I can’t see how anyone could make money the way you described it, so I’m guessing there’s more to it. Is the money being deducted really the your share of a health insurance premium for which the employer pays the remainder ? (my insurance premiums are deducted pre-tax, but it is insurance), Does it only cover certain expenses? And suppose you pay in $120, but don’t use any? What happens then ?(My employer has a plan like this for child care- but if for some reason, I have more deducted than I spent, I don’t get the money back)
It’s costing your company administrative fees. You can ask your HR person what happens to the money that doesn’t get spent.
I’ll try to explain the concept, but you’ll do better with a pencil, paper and calculator.
Using round numbers, let’s say you make $10,000, your Federal tax rate is 28%, and you expect to have $1,000 in medical bills.
Conventionally you would have 28% withheld from your paycheck, leaving you $7,200. After you pay your medical bills, that leaves you with $6,200.
Under the benefit plan, you will have $1,000 taken out of your paycheck, leaving you $9,000 in taxable income. After taking out 28% for taxes, that leaves you with $6,480. You gain, your company doesn’t pay anything out of its pocket (except for that administrative fee they pay) and the benefits management company makes its money off the administrative fees.
What you have to do is anticipate your expenses well enough so that you don’t overpay into the fund. Because once it’s paid, you don’t get it back. On the other hand, the funds are pretty flexible as to what consitutes a medical expense, including things like eyeglasses that a standard health plan doesn’t cover.
By the way, “hoping most people won’t collect as much as they paid in” is the business model for the insurance industry.

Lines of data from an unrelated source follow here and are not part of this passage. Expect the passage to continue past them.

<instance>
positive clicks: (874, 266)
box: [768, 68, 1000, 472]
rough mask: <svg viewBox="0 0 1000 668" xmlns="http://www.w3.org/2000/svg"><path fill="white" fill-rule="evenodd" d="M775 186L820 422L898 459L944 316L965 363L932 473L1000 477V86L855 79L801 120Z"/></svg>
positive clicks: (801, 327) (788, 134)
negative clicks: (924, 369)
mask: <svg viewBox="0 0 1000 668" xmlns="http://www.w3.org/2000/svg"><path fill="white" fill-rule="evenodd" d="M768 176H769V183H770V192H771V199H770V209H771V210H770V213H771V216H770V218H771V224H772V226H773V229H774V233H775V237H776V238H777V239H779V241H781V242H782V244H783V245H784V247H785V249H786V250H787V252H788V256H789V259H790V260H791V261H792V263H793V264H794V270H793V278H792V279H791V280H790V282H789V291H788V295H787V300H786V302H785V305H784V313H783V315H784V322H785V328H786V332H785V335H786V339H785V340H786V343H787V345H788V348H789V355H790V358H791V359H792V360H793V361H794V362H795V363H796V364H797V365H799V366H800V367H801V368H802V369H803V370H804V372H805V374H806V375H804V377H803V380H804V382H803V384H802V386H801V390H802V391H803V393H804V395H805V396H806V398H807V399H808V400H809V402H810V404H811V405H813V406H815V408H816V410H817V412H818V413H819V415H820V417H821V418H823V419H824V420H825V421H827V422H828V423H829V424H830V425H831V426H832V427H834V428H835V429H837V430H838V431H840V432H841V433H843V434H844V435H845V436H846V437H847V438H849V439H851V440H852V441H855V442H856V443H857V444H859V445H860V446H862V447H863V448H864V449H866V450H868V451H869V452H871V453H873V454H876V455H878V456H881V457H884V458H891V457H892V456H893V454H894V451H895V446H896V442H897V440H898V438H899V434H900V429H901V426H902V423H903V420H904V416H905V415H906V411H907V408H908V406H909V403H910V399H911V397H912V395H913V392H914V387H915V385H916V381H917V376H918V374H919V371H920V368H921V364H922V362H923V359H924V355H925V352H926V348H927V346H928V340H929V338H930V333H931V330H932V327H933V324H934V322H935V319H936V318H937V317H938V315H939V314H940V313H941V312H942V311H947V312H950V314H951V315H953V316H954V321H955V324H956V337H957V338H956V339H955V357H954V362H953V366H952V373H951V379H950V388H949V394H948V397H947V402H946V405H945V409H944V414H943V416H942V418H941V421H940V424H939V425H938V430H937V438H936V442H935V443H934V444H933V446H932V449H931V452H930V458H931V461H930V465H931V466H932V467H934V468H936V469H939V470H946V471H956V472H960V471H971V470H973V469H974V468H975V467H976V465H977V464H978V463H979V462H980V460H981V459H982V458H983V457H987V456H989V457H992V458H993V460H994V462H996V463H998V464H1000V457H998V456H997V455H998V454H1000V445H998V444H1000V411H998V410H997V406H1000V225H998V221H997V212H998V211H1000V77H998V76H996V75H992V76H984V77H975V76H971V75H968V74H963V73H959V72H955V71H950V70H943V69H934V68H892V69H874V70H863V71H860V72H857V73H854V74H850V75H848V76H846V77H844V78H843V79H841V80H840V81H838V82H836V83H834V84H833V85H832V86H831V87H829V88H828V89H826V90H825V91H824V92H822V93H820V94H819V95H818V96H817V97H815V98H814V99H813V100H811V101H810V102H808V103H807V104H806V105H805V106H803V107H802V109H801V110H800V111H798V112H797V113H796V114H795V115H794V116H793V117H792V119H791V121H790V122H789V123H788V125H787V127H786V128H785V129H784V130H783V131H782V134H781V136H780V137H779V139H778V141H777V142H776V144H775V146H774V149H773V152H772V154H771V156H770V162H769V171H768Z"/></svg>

I understand how the insurance industry works, but its a little different betting on whether someone is going to die, and betting on someone having medical expenses during the year. The insurance industry also has the advantage of government- and bank-mandated coverage for such things like homes and cars, which basically ensures them a captive audience.
I guess the problem, as I see it, is that potentially I could get a job, sign up for this plan for 1200 dollars ($100/month), have major surgery, get reimbursed for my 1200 dollars, quit that job and go get a new one.

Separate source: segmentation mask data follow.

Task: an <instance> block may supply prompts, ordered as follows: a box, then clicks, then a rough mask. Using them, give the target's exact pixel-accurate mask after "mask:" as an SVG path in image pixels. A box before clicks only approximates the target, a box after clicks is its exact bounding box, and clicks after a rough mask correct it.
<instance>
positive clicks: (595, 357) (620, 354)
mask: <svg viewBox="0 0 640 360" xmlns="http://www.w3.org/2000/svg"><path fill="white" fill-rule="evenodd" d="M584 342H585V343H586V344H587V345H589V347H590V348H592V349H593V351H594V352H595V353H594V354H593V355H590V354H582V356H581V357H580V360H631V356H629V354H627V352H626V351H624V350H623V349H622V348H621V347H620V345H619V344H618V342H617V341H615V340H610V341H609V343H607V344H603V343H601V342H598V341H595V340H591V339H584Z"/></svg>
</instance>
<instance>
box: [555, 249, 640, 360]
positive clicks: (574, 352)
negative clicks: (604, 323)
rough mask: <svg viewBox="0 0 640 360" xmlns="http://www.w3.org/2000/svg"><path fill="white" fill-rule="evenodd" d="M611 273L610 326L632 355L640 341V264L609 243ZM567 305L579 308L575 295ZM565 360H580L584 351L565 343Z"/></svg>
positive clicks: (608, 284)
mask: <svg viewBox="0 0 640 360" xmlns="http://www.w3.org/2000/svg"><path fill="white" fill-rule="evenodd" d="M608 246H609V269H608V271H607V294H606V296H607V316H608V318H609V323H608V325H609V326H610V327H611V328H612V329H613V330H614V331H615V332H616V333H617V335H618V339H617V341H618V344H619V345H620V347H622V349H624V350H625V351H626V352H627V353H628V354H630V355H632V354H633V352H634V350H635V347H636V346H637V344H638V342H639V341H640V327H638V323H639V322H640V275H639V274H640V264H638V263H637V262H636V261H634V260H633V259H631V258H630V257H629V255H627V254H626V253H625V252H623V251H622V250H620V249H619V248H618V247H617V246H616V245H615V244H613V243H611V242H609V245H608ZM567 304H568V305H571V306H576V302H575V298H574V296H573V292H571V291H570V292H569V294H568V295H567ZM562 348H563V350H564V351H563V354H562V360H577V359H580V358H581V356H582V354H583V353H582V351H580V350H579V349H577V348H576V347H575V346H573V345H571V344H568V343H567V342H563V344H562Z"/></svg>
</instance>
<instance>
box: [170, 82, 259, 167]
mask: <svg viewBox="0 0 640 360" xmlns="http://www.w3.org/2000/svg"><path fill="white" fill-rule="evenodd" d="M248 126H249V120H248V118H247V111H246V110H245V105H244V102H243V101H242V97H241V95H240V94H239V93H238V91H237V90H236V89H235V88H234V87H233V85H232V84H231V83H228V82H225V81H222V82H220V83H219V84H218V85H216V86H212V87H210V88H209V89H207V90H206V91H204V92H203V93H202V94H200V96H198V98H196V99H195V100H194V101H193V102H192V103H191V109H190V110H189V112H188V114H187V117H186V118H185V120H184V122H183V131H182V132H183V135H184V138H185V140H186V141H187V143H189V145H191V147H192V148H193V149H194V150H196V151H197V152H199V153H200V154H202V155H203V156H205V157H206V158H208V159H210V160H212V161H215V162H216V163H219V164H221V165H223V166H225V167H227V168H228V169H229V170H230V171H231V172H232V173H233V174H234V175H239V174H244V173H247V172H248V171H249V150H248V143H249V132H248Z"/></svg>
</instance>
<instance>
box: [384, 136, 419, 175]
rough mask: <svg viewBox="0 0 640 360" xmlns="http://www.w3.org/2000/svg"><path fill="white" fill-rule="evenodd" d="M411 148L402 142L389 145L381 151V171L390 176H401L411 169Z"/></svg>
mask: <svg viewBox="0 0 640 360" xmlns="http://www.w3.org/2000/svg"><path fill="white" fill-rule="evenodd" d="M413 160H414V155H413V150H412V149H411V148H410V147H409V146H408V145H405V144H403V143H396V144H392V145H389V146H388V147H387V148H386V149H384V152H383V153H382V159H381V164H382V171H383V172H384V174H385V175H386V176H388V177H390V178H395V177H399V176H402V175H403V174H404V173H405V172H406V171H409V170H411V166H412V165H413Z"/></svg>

The tax-saver company is out 1100 bucks (1200 - 100 I put in for my first month), and I got something for basically nothing.
(PS: I got a couple emails about using the word ‘reimburses’ rather than ‘reimbursals’ in my original post… After looking it up, my dictionary has no entry for “reimbursals”, and it appears my original usage was correct.)
Potentially, you could, but how common is it that someone has major surgery after one month and then quits. BTW, I expect that it’s your employer who loses the $1100 dollars, not the company that administers the plan.If it doesn’t happen often they may live with it. If it starts happening too much, they change the rules.